What are the risks surrounding our U-shaped scenario?
Other scenarios than ours (i.e. the pessimistic L or the optimistic V) are subject to three questions:
1) The duration of the pandemic could be longer, for example in the event of a second wave of infections in Asian countries. They pay particular attention to imported cases from Europe or the US. The problems of coming out of confinement are complex. Conversely, a health breakthrough is imaginable with a vaccine or a new drug, which would alleviate the risks attached to the duration of the pandemic.
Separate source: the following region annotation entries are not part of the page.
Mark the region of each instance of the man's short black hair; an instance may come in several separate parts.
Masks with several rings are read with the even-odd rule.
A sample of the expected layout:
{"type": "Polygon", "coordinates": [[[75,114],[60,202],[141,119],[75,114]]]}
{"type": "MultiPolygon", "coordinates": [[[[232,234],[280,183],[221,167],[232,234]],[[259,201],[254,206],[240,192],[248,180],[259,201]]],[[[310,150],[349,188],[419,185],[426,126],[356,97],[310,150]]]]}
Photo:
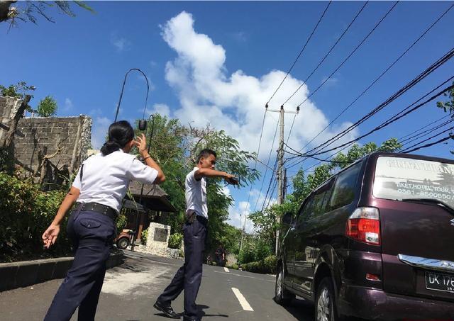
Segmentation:
{"type": "Polygon", "coordinates": [[[201,150],[199,153],[199,157],[197,157],[197,164],[199,164],[199,162],[200,162],[200,159],[201,157],[206,158],[206,157],[209,157],[210,155],[213,155],[215,157],[218,157],[218,155],[216,155],[216,152],[212,150],[209,150],[208,148],[204,148],[201,150]]]}

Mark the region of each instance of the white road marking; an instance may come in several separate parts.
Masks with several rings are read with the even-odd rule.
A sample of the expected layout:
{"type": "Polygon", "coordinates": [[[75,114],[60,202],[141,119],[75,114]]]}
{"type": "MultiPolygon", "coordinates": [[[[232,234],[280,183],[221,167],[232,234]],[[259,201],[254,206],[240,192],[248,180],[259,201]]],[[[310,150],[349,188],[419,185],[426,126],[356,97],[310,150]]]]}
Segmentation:
{"type": "MultiPolygon", "coordinates": [[[[226,272],[223,272],[221,271],[214,270],[214,273],[223,273],[223,274],[226,274],[226,272]]],[[[235,276],[241,276],[242,278],[255,278],[257,280],[260,280],[260,281],[267,281],[268,282],[272,282],[272,283],[275,283],[276,281],[275,280],[267,280],[266,278],[256,278],[255,276],[243,276],[243,275],[237,274],[235,274],[235,273],[231,273],[228,275],[235,276]]]]}
{"type": "Polygon", "coordinates": [[[241,305],[243,310],[244,310],[245,311],[254,310],[250,307],[250,305],[249,305],[249,303],[248,303],[245,297],[243,295],[243,294],[241,294],[241,292],[240,292],[240,290],[238,290],[236,288],[232,288],[232,291],[233,291],[233,294],[235,294],[235,296],[236,296],[236,298],[238,299],[238,301],[240,301],[240,304],[241,305]]]}

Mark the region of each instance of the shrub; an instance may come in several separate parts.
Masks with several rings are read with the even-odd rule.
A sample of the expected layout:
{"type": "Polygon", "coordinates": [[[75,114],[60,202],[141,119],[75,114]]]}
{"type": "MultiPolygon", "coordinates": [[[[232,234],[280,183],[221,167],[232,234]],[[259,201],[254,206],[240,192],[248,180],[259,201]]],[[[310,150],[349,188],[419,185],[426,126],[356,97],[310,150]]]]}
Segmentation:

2) Oil prices have plummeted since the start of the year, following a 25% drop in oil demand. Producer countries have failed to reach an agreement about cutting production, leading to a price war. The optimistic scenario: an agreement is reached between OPEC, Russia and the United States (which the markets have been anticipating for a few days) and prices rise rapidly. The pessimistic scenario: the price war continues. We believe that the adjustment (a cut in US output and a pick-up in global demand) will occur in the second half of the year, and prices will return to around $45-55 by year-end.
3) A credit crunch could take place. The problems of indebted companies and individuals would grip the credit market, putting the financial sector under pressure. This negative scenario replicates the mechanisms of the 2008/09 crisis. We believe that central banks can manage these issues by injecting massive amounts of liquidity. The markets have more or less returned to "business as usual" in recent days and we are seeing numerous bond issues, particularly in the Investment Grade universe. Moreover, some States are putting in place guarantees for many business loans and more flexible systems of partial unemployment than before.
Changes this month
The general environment changed last month, but we are focusing here on the changes to our investment recommendations:
•We have revised up our 12-month rate forecast on the Bund (10-year German bond) to 0%. We had previously expected a negative rate of -0.40%. Our target remains 1.25% for the US 10-year rate. With the recession underway, public deficits will grow sharply on both sides of the Atlantic, and despite Fed and ECB bond purchases, the upward pressure on rates to attract savings is likely to result in a (modest) rise of 50bp in rates compared with current levels.
•We have turned buyers of peripheral eurozone Sovereign bonds. Spreads have widened as pandemic pressures have intensified. However, we will see appropriate financing arrangements put in place: negotiations are underway between European partners. A compromise will be reached because the stakes are high.
•We reiterate our positive opinion on Investment Grade Corporate bonds. Spreads have widened and we believe the risk-reward ratio is good in view of purchases of central banks. In IG, we do not expect too many defaults. In our view, this default risk seems too great for HY (High Yield), particularly because this universe is going to see an increasing number of companies getting into difficulty. Rating downgrades by credit agencies are only just beginning.